In connection with the presentation of the annual national budget, the
government says that CO2-capture at Kårstø must be compared with other
climate change measures in the government's forthcoming climate plan.
The plan will be published next fall, with the political treatment
expected in spring 2012.
The government promised in its
policy platform to clean the gas-fired power plant by 2009. This promise
is not fulfilled. The gas plant and gas terminal emits more greenhouse
gases in total, than any other greenhouse gas source in Norway.
With
the new schedule, the government is currently about to loose time to
initiate construction at Kårstø within this election period. Important
further technical and commercial work with CO2 capture is on hold, and
need a decision from the government to continue. In the budget there is
no money earmarked for the plant. If further work on Kårstø remains on
the desk of energy minister Riis-Johansen, till after the treatment of
the climate plan (2012), the time runs out for him to get the needed
investment decision and budget allocation for construction.
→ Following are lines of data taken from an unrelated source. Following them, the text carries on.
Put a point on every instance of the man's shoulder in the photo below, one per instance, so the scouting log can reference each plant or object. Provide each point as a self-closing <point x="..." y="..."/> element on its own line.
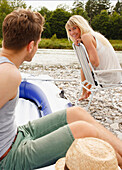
<point x="9" y="72"/>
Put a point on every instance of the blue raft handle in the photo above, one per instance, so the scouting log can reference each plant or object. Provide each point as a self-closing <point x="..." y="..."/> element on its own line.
<point x="33" y="93"/>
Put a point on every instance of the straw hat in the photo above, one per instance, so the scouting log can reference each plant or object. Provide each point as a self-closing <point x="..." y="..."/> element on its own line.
<point x="89" y="154"/>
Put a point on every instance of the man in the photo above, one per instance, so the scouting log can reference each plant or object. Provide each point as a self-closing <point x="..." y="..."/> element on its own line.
<point x="40" y="142"/>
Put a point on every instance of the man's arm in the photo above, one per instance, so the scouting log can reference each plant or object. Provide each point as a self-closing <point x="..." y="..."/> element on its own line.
<point x="10" y="80"/>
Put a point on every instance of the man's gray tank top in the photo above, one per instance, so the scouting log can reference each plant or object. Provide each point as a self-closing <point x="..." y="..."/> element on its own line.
<point x="8" y="127"/>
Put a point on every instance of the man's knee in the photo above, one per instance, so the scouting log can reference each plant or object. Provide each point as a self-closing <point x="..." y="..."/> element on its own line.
<point x="81" y="129"/>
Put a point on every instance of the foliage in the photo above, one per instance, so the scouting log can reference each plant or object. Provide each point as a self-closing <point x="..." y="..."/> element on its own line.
<point x="57" y="22"/>
<point x="118" y="7"/>
<point x="101" y="23"/>
<point x="103" y="18"/>
<point x="116" y="26"/>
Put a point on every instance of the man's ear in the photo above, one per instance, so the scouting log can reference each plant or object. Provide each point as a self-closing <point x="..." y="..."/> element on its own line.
<point x="30" y="46"/>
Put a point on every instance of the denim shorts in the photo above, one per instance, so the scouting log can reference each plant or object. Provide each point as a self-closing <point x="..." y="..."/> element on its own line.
<point x="39" y="143"/>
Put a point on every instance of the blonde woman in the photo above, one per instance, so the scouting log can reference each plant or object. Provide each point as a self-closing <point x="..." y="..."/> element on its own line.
<point x="100" y="51"/>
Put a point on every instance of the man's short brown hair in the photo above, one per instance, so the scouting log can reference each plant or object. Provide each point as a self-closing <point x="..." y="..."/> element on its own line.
<point x="21" y="27"/>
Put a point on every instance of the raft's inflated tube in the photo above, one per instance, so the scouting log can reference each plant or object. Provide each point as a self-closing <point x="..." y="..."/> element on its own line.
<point x="33" y="93"/>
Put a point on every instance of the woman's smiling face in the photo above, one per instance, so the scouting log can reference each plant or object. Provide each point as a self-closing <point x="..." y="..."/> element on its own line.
<point x="74" y="32"/>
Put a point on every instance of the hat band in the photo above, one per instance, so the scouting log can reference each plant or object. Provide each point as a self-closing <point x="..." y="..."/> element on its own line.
<point x="65" y="167"/>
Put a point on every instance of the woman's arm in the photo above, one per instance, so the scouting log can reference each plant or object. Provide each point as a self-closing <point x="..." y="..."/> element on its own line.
<point x="90" y="45"/>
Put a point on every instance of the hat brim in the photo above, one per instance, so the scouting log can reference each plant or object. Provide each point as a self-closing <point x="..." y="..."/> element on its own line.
<point x="60" y="164"/>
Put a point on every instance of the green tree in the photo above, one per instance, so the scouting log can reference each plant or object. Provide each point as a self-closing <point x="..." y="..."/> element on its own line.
<point x="101" y="23"/>
<point x="47" y="30"/>
<point x="79" y="9"/>
<point x="103" y="5"/>
<point x="116" y="26"/>
<point x="57" y="22"/>
<point x="90" y="7"/>
<point x="118" y="7"/>
<point x="18" y="3"/>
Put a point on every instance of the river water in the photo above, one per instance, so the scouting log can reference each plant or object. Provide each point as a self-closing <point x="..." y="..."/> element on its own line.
<point x="59" y="57"/>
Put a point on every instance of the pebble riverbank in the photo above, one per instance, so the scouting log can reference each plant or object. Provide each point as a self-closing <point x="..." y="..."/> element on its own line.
<point x="101" y="107"/>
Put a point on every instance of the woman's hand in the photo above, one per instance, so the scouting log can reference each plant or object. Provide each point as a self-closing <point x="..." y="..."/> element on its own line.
<point x="76" y="42"/>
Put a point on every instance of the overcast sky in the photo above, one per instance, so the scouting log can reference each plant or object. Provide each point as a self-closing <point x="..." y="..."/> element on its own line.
<point x="51" y="5"/>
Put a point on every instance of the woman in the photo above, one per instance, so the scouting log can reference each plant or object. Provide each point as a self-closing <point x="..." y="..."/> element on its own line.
<point x="100" y="51"/>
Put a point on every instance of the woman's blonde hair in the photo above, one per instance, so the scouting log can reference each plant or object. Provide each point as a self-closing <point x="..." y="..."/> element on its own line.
<point x="84" y="27"/>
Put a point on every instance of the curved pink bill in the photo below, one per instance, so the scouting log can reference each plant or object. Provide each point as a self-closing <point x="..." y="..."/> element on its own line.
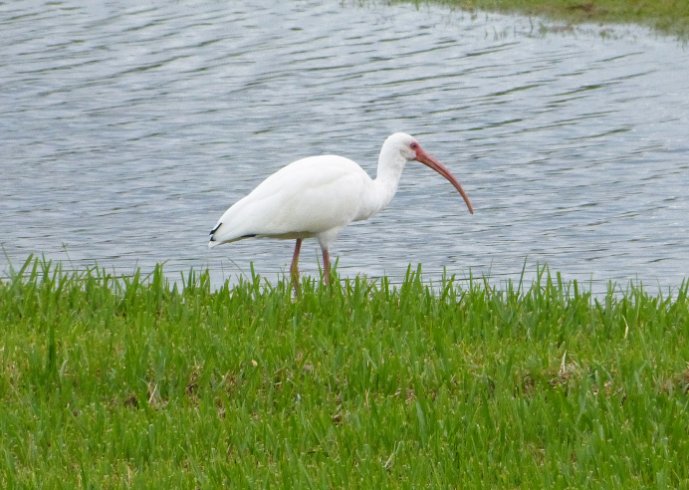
<point x="431" y="162"/>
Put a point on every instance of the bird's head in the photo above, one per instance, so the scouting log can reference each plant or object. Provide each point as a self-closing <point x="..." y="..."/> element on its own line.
<point x="410" y="149"/>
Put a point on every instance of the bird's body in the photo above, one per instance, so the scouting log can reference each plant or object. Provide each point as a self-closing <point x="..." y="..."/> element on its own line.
<point x="317" y="196"/>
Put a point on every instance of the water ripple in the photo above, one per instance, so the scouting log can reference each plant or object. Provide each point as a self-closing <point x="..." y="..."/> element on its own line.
<point x="126" y="132"/>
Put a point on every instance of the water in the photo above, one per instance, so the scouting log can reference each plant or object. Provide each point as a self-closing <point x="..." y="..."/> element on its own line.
<point x="127" y="129"/>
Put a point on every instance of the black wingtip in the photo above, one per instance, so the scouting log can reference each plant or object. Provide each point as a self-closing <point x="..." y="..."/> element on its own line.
<point x="214" y="230"/>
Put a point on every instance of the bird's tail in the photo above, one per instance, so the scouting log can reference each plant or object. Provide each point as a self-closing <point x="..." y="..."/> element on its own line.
<point x="212" y="241"/>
The last
budget the government will put forward in this election period is in
October 2012.
In May this year the government postponed the
purification of gas-fired power plant at Mongstad from 2014 to 2018. The
investment decision for the treatment plant will be made in 2014. In
other words: this will also happen in the next parliamentary period.
Whether the government that sits in 2014 will decide to build a
treatment plant at Mongstad, no one of the present coalition government
can guarantee.
The results of the postponement of investment
decisions both at Kårstø and Mongstad, is that the government has given
up power to ensure CCS on the gas power plants in Norway during their
period.
The only option the government now has to fulfill some of
its promises on carbon capture and storage, in their 8 years in power,
is that they set aside money for Kårstø in the state budget.